Cut-And-Project quasicrystals and their moduli spaces

A cut-and-project set is constructed by restricting a lattice $L$ in $(d+m)$-space to a domain bounded in the last m coordinates, and projecting these points to the the space spanned by its d-dimensional orthogonal complement. These point sets constitute an important example of so-called quasicrystals.

During the talk, we shall present and give some classification results of the moduli spaces of cut-and-project sets, which were introduced by Marklof-Strömbergsson. These are obtained by considering the orbit closure of the special linear group in $d$-space acting on the lattice $L$ inside the space of unimodular lattices of rank $d+m$. Theorems of Ratner imply that these are meaningful objects.
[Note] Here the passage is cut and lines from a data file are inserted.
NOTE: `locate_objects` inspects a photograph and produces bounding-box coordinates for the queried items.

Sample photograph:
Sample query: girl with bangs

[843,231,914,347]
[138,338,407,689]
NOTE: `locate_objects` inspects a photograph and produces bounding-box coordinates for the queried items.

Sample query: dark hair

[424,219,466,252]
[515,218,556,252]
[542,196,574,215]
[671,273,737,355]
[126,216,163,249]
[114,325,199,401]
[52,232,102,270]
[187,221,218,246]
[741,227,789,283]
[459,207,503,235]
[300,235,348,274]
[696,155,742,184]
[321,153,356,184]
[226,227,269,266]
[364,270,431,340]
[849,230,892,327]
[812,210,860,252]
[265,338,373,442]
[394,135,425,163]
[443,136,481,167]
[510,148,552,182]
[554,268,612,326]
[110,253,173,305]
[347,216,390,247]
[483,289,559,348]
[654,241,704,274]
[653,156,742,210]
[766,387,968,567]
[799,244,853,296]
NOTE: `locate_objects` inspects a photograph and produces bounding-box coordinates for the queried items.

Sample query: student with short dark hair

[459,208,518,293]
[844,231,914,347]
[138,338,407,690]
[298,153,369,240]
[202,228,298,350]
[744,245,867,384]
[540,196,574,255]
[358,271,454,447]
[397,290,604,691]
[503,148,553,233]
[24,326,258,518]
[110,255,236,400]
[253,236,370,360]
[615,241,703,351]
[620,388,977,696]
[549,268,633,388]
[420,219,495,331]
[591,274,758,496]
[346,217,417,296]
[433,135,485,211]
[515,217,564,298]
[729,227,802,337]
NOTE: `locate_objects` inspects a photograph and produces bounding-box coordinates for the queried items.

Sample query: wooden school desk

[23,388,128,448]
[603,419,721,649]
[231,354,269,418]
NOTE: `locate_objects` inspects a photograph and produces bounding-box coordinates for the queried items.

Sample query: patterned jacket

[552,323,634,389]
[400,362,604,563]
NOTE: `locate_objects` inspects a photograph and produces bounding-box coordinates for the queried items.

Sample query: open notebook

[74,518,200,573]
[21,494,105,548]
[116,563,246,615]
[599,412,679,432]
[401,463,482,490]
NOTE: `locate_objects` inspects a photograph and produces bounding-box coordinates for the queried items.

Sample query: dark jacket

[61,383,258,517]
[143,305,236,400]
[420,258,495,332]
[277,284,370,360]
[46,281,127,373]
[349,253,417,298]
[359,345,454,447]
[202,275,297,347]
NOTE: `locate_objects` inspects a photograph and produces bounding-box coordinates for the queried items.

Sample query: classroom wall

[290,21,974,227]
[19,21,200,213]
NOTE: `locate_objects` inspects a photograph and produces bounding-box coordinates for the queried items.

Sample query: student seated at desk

We then describe quantitative counting result for patches in generic cut-and-project sets. Patches are local configuration of point sets whose multitude reflects aperiodicity.

The count follows some old argument of Schmidt using moment bounds. These bounds are obtained by integrability properties of the Siegel transform, which in turn follow from reduction theory and a symmetrisation argument of Rogers. This argument is of independent interest, giving an alternative account to recent work of Kelmer-Yu (which is based on the theory of Eisenstein series) on counting points in generic symplectic lattices.

This is a joint endeavour with Yotam Smilansky and Barak Weiss.